They'll admit the point but it never changes the narrative.
Not quite.
Exactly.
So Salim, anyway, he basically duped a lot of mentally disturbed people who are naturally drawn to extremist groups into another plot where they're mixing fake bombs and they were running – That one was all purely an entrapment job, Robert Mueller style.
We know that score.
All right.
Now I'm jumping around all over the place here but you've done great work in the past and you do again in this book about these Islamophobic – they call it grifters.
I'm not sure if that's the right word for it exactly but – and it's such an industry.
And I think Hate, Inc., was that the one that you did for Tom Dispatch?
Yeah.
For Tom Dispatch, I did The Great Fear.
The Great Fear.
Right, right.
Hate Incorporated sort of tumbled out of the Center for American Progress a few years later.
That's right.
Right.
Eli – Clifton.
Eli Clifton.
Right, right, right.
All of its authors were then soon decapitated by Neera Tanden under Israeli lobby pressure.
So here's the thing.
We're skipping the 90s but everybody listening to this show knows the story, right?
They created all these terrorists.
They let them into the country.
They turned them against the United States for all their continued intervention, especially bombing Iraq from Saudi and supporting Israel and all that and turned these groups against us.
But they couldn't admit that, especially in the Bush years, that it was his father and Ronald Reagan and Bill Clinton who had got us into this mess, who had provoked these guys who used to work for us against us.
And so instead they said, well, their problem is – and this much was true – that they're Islamist extremist types.
And so they hate us for our innocence and goodness and Christianity and Judaism and so forth.

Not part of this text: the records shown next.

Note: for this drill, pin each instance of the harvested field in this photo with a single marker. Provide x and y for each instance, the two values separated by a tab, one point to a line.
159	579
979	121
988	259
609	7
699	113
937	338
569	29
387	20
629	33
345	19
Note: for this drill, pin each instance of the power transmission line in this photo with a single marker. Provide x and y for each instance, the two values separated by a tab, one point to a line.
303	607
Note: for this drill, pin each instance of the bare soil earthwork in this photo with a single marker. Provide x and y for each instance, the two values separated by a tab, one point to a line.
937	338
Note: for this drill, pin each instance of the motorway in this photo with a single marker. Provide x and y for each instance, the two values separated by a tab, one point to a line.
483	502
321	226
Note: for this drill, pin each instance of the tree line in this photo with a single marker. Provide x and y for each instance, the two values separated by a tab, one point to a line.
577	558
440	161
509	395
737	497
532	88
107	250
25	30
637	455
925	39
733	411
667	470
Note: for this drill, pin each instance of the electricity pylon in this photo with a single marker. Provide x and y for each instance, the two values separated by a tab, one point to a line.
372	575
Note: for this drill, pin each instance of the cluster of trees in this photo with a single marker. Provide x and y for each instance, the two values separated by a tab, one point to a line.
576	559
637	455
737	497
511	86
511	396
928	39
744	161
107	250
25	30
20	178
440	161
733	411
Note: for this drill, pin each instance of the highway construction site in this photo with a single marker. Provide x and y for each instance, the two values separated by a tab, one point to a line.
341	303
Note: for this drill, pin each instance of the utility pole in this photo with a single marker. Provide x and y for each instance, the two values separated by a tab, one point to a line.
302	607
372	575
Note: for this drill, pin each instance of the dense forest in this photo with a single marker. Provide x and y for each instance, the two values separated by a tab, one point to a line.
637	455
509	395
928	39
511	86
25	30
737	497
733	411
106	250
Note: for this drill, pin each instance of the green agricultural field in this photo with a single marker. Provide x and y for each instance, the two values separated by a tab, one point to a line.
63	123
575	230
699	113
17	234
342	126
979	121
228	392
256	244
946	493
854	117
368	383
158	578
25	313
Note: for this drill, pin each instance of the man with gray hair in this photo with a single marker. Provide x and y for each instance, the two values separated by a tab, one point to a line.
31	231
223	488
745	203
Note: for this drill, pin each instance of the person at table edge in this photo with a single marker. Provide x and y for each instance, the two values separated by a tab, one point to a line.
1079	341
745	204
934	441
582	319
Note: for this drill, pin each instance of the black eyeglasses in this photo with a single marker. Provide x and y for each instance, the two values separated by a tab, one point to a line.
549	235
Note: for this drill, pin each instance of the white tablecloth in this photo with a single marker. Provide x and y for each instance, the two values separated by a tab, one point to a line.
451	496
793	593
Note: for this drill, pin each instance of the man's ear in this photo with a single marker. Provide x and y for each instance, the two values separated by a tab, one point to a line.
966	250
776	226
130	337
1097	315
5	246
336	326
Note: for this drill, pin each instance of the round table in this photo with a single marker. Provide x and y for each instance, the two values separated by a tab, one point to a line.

And so all we can do is defend ourselves against this irrational, implacable enemy.
And there are a lot of people who have a lot of vested interest in pushing that narrative forward.
And you do a really great job of identifying them and naming their names.
So would you please do some of that for us here?
Yeah.
I mean it is a really convenient narrative after 9-11 to just basically point the finger at Islam.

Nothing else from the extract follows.